Versteckte Dialektregionen

Im Alltag verwenden die meisten Menschen jedoch neben ihrem lokalen Dialekt auch Varianten angrenzender Regionen. «Wir beobachten häufig ein so genanntes Dialektkontinuum«, sagt Noemi Romano, Masterstudentin und Erstautorin der Studie, «das macht es schwierig, die Dialektregionen zu kartieren.» Die Forschenden verwendeten dazu die Methode des sogenannten Bayes'schen Clustering. Sie erlaubt, sowohl graduelle Übergänge als auch eindeutige Grenzen zu erkennen und somit versteckte räumliche Muster zu erkennen. Die Ergebnisse zeigten fünf verschiedene Populationen, die weitgehend den traditionellen Dialektregionen entsprachen.

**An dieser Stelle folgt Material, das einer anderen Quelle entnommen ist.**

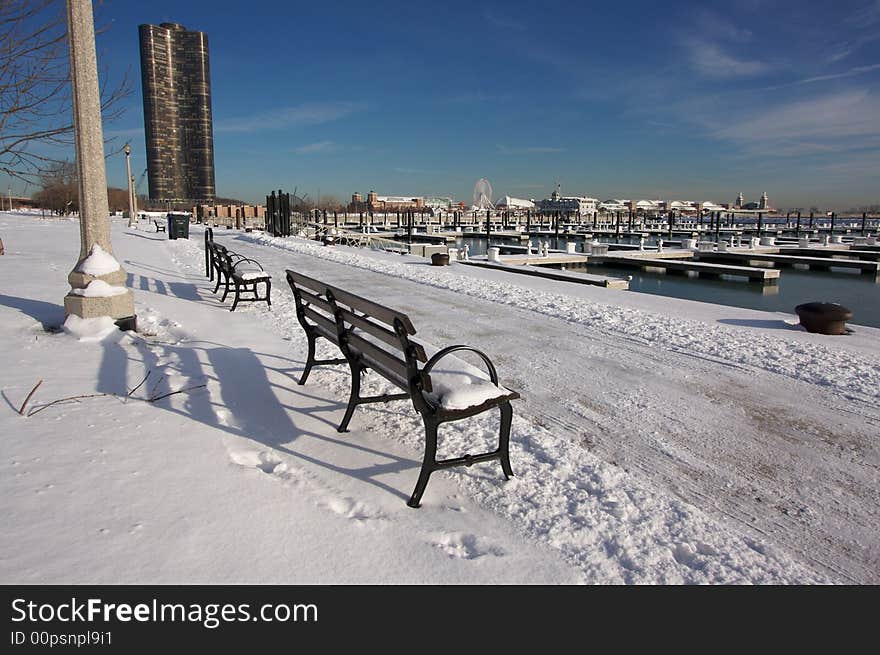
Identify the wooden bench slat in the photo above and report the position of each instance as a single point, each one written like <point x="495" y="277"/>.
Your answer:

  • Map 2. Admixture proportions of Oberwallis population

    Anteil an der Population «Oberwallis»

  • Map 3. Admixture proportions of Bern population

    Anteil an der Population «Bern»

  • Map 4. Admixture proportions of Northern population

    Anteil an der «nördlichen» Population

  • Map 5. Admixture proportions of Swiss base population

    Anteil an der Population «Swiss base»

  • Map 6. Admixture proportions of Graubünden population

    Anteil an der Population «Graubünden»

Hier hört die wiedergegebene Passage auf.